I won’t link to them, because I don’t want to give them any love, but the AWEA rep send along links to articles in Pennsylvania (2), Iowa, Florida, Texas, Wyoming, Virginia, and Alabama. Surely, that’s not even all of them.
AWEA now has a response up on its blog, which I’m going to repost right here:
Recently, newspapers in several states across the country have published similar opinion pieces by former lobbyist for Koch Industries Thomas Pyle, now president of the anti-wind American Energy Alliance. These canned attacks portray wind as costly and uncompetitive, and attack the jobs it supports. They all share a strong bias and outdated, discredited information.
With only a minor tweak here and there, Pyle broadcasts nearly identical op-eds to anybody who will take them.
Whether in Virginia, Texas, or Alabama, they all read the same:
“ …[T]he evidence is mounting that these types of “green” and “clean energy” handouts are surprisingly dirty…”
The same goes for Iowa, Pennsylvania, and Wyoming, where only the slightest changes can be found:
“These perverse trade-offs can be laid at the feet of government subsidies… the government’s financial intervention distorts the economy… as Solyndra and others demonstrate…”
One state at a time, Pyle copy-and-pastes his way to misinforming readers of American newspapers.
Recycling already debunked information
The Pyle op-eds mostly regurgitate previously debunked information about wind power and other renewables.
In addition to citing the example of Solyndra, which has nothing to do with wind power, Pyle chooses to use a widely discredited CBS report that doesn’t mention wind power once as an indictment of the clean energy industry, a convenient, but fact-free attempt to fulfill his – and his funders’ – agenda.
Environmental Entrepreneurs (E2), a national group composed of over 850 business leaders, responded to poorly assembled CBS report with their own rebuttal:
[S]uggesting clean tech has “crashed” is just plain wrong. The overall failure rate of DOE investments in clean energy projects is remarkably low.
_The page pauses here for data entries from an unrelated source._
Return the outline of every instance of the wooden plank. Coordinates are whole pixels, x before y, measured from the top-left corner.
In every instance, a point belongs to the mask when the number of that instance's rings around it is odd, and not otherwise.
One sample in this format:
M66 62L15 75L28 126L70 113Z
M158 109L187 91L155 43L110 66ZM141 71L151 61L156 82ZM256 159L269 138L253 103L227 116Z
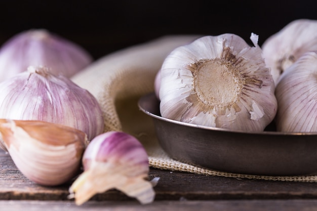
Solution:
M141 205L134 201L89 201L81 206L67 201L1 201L0 210L6 211L298 211L317 210L317 200L230 200L211 201L160 201Z
M151 168L150 179L161 179L155 200L237 199L316 199L317 183L240 180ZM0 152L0 200L67 200L71 182L47 187L30 181L17 169L8 154ZM115 190L92 200L133 200Z

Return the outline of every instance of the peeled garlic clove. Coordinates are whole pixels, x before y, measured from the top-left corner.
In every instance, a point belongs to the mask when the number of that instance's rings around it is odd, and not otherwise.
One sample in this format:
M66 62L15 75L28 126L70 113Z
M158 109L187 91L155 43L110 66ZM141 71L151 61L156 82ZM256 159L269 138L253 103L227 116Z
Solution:
M307 52L282 74L275 90L278 131L316 132L317 53Z
M233 34L206 36L176 49L164 61L162 116L202 125L263 131L277 109L270 70L257 36L250 47Z
M290 22L267 39L262 48L276 85L281 74L304 53L317 51L317 20L299 19Z
M0 49L0 81L24 71L30 65L49 66L54 73L70 77L92 60L83 48L47 30L25 31Z
M44 121L1 119L0 132L17 168L46 186L63 184L75 176L88 143L80 131Z
M109 132L95 138L83 157L84 172L69 188L70 197L81 205L98 193L115 188L141 203L150 203L155 193L145 180L147 154L141 144L126 133Z
M89 140L103 132L99 105L92 95L44 67L30 66L0 83L0 118L36 120L74 128Z

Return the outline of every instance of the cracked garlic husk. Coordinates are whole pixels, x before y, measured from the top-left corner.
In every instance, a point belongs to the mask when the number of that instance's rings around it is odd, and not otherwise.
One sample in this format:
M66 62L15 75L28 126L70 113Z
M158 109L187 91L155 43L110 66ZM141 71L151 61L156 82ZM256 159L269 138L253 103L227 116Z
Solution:
M1 119L0 133L17 167L45 186L60 185L75 176L88 144L82 131L41 121Z
M267 38L263 56L275 85L281 74L305 53L317 51L317 20L295 20Z
M53 73L70 77L93 61L81 47L44 29L16 34L0 49L0 81L30 65L52 68Z
M83 157L84 172L69 188L77 205L97 193L116 189L141 203L152 202L154 182L147 180L148 158L142 144L127 133L110 131L95 137Z
M0 83L0 118L37 120L74 128L89 140L104 129L98 102L88 91L45 67L27 71Z
M174 50L161 69L162 116L182 122L263 131L277 109L258 36L206 36Z
M307 52L281 76L275 96L276 130L317 132L317 53Z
And for some reason, 60 Minutes chose to ignore the fact that renewable energy last year was the biggest supplier of new electricity in America. – E2
Pyle attacks the clean energy jobs created by wind power by citing an ancient report known as the “Spanish study.” As if stepping into his own personal time machine, Pyle travels half a decade into the past, searching for a moment when this report wasn’t so thoroughly debunked that there’s even a comprehensive list of everything wrong with it. Using a study so questionable that it was thrown out by both the U.S. and Spanish governments does not lend credibility.
Even if it were valid in Spain (which it’s not), it wouldn’t apply here because wind power costs less and is driving down consumer bills here.
Pyle tees off his collection of misinformation with the claim that some states receive no benefit from wind energy, so the federal PTC is somehow unfair to them. In fact all 50 states have either wind farms or factories in the supply chain, and many utilities source wind power from across state lines. Low-wind-speed technology is bringing turbines to many more areas.